Skipping a lot of back story, 1964 had a unified Democratic party spend the campaign aggressively attacking an ideologically extreme Republican as dangerous and erratic.

1968 had a divided Democratic Party largely focused on internal squabbles. 1972 took this to the next level, passing over the candidate who actually got the most primary votes for the one who had headed the committee that rewrote the nominating rules.

Like I said, this leaves a lot out, but if we take the analogy at this very high level I think it gets to the gist of what Democrats want and why they feel so angry with and disconnected from much, perhaps most of the elite mainstream media. The response to Kamala Harris clearly suggests they want 2024 to be another 1964, one where a united party concentrates all of its attention, energy, and resources attacking and unfit candidate and his wildly unpopular positions.

By comparison, viewed using this framework, the New York Times, the Washington Post, the Atlantic have been actively lobbying for what looks a great deal like a combination of 1968 and 1972 with a little bit of 1980 thrown in. Ezra Klein is still whining over the lack of a Eugene McCarthy or a Ted Kennedy this time around.

It is almost impossible to take the arguments of the 68/72 crowd at face value. After months of complaining that Biden was too old and would leave the party divided, now they have a young candidate implicitly chosen by primary voters and currently backed by the near universal support of a reenergized party, and it's driving them crazy. 

Why are they so upset over getting what they claimed to want? I've heard cynics suggest that the editorial boards of papers like the New York Times secretly want Trump to win because he's good for the news business, or because they tend to represent the social class that will benefit from his tax policies, or because they secretly agree with parts of his philosophy. While there is some merit to the first two and perhaps just a little to the third, I don't think that's it. 

I believe they don't want Trump to win, but more importantly, they don't want him to lose in a way that makes them look bad and feel foolish.
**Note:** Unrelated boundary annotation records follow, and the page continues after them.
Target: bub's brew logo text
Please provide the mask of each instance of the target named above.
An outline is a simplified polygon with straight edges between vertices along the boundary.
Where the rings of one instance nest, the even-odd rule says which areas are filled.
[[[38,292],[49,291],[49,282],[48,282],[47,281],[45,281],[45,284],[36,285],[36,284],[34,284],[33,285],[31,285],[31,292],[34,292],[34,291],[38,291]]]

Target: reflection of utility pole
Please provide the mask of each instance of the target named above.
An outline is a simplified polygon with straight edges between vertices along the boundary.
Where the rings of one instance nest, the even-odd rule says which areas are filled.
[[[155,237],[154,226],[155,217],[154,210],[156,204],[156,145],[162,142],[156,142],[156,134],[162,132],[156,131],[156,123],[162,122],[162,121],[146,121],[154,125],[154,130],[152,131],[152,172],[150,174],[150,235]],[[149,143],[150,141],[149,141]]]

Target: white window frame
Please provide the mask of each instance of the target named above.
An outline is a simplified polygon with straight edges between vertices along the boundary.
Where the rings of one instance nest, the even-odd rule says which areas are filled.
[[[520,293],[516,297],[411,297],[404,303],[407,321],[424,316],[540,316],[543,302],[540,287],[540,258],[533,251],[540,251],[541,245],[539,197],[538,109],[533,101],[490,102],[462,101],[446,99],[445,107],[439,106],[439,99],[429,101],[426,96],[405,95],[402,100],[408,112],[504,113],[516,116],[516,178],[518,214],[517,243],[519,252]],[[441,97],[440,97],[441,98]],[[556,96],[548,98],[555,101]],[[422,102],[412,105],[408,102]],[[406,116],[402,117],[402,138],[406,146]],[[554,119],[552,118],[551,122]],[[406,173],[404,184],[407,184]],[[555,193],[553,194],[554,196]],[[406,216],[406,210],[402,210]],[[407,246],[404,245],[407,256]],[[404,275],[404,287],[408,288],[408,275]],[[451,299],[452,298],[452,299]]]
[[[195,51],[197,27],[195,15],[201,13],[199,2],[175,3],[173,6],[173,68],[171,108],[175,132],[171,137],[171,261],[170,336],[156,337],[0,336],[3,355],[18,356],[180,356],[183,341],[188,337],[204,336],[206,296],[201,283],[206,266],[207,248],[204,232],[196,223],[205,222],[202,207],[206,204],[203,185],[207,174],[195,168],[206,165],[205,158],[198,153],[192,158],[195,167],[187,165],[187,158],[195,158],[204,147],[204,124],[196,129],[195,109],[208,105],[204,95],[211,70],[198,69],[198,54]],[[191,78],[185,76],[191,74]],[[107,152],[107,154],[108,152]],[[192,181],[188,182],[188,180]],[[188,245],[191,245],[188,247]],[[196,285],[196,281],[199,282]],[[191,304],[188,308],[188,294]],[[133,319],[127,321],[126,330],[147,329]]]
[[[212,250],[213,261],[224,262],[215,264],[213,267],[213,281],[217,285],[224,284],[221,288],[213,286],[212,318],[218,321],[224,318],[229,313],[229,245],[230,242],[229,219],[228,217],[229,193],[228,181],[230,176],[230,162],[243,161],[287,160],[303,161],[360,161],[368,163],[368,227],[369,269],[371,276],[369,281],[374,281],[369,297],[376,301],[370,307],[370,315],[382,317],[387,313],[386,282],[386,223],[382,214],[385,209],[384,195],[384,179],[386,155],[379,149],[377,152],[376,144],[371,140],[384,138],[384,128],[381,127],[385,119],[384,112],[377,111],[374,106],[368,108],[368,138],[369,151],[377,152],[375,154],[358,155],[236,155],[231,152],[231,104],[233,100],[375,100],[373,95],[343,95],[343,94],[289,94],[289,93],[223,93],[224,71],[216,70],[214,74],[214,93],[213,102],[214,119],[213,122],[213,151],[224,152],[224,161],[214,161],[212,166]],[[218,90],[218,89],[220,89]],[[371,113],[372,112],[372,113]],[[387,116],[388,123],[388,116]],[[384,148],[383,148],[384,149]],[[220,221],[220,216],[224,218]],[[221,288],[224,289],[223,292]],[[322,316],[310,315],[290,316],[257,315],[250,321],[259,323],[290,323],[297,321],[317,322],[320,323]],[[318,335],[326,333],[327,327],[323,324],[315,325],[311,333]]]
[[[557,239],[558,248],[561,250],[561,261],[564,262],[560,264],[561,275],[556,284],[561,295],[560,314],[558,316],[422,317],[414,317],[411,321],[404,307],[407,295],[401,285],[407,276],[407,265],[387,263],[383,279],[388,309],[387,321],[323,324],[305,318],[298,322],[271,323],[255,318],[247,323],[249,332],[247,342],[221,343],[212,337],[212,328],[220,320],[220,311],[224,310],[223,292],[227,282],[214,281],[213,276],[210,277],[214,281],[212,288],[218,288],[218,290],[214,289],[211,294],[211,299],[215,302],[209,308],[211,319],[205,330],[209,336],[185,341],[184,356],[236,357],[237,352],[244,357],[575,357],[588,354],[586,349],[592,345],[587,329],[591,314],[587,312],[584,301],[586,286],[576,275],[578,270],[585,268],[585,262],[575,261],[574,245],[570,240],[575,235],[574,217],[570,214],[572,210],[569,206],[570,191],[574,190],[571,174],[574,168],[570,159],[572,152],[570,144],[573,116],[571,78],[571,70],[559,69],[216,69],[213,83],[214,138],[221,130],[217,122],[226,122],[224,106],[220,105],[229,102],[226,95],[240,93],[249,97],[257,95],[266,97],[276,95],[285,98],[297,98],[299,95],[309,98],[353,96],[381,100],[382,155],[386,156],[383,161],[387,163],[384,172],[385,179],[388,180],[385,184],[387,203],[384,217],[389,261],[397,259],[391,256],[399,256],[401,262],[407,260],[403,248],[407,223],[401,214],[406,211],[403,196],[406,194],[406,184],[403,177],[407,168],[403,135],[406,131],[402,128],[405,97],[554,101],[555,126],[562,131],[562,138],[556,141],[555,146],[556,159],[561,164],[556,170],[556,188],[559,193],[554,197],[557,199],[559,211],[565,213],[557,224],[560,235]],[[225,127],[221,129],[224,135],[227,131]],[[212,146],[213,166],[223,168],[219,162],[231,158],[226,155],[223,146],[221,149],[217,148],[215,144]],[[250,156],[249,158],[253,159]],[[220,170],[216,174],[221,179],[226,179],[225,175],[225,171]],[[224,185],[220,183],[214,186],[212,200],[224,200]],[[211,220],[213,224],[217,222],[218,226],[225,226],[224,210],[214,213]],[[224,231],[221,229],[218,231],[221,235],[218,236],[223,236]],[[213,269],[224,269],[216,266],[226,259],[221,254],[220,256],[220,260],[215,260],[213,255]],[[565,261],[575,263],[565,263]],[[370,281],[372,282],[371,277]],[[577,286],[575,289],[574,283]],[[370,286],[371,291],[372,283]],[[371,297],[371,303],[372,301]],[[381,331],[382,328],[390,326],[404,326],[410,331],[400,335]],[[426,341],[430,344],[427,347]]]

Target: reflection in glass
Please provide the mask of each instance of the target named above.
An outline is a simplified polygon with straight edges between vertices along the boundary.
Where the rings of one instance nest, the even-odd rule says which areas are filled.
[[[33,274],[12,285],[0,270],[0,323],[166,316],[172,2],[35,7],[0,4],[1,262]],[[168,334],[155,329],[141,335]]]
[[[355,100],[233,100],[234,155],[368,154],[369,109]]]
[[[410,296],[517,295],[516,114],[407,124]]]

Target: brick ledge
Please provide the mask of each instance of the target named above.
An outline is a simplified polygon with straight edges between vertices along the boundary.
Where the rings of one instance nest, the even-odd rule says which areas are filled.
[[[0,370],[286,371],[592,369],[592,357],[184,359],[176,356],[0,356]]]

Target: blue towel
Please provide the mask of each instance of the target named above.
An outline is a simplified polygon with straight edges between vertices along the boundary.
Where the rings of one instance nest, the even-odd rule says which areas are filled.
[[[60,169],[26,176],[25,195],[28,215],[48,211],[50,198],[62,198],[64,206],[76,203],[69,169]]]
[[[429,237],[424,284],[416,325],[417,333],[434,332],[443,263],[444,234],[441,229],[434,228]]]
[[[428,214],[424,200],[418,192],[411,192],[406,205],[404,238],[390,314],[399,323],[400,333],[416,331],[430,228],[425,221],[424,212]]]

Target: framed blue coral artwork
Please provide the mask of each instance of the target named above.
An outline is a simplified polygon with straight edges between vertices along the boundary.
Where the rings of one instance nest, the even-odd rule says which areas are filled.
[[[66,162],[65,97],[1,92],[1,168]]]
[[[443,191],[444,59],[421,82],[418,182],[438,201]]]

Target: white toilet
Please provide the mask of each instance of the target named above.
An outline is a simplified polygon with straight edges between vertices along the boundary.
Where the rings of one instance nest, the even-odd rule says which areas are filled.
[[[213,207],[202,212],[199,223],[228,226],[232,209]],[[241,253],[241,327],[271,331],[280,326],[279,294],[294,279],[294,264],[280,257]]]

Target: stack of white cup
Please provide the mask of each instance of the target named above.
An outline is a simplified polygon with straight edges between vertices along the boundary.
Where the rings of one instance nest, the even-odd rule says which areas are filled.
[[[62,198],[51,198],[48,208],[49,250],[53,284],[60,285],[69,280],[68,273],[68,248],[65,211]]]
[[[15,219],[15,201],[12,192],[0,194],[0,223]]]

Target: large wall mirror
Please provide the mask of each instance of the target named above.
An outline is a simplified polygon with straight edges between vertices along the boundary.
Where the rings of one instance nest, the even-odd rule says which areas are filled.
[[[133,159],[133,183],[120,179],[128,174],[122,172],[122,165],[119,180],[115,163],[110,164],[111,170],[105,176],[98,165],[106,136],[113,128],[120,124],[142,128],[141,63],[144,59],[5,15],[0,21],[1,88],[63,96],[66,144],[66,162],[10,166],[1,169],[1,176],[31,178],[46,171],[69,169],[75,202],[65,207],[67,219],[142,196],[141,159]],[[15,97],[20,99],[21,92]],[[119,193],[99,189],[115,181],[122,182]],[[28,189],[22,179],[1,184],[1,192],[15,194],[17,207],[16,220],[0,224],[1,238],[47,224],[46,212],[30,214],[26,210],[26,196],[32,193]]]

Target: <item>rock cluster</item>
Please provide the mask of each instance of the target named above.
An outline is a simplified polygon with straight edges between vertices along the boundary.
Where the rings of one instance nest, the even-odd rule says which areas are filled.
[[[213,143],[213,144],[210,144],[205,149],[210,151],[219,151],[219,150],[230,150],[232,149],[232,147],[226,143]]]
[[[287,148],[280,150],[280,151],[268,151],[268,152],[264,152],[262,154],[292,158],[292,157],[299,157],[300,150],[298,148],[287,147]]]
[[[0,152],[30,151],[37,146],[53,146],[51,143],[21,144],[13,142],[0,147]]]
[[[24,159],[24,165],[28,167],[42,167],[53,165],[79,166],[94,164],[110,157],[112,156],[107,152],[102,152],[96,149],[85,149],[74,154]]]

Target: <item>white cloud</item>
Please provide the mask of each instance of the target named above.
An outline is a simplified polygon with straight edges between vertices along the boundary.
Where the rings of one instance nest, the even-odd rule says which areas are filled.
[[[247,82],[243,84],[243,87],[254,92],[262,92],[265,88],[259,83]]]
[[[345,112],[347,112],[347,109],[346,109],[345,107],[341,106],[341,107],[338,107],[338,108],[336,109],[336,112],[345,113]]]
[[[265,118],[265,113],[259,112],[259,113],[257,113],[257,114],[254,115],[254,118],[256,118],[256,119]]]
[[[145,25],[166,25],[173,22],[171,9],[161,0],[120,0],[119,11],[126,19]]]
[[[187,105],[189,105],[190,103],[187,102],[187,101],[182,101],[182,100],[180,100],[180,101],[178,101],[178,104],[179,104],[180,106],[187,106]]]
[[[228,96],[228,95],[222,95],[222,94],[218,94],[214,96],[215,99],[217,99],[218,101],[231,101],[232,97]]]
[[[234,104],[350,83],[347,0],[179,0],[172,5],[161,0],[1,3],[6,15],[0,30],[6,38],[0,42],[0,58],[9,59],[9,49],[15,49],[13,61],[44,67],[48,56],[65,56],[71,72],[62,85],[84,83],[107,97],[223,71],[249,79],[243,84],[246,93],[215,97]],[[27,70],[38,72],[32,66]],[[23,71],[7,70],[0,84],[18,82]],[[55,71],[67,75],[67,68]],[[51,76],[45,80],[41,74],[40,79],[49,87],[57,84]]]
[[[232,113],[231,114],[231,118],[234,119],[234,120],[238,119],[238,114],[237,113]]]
It is nearly impossible to overstate how invested institutions like the New York Times become in their narratives and how far they will go to defend them. Over the past four years, the standard narratives have been that Trump's support would evaporate once he actually lost an election, that Dobbs would not play a significant role in any upcoming elections, that DeSantis had a virtual lock on the Republican nomination, that JD Vance was the principled conservative and political talent we needed to counter Trump, and that Kamala Harris was an extremely weak politician who could not possibly unite the Democratic Party. Compared to the pain of owning up to all their mistakes, four more years of Trump doesn't seem that bad to these people.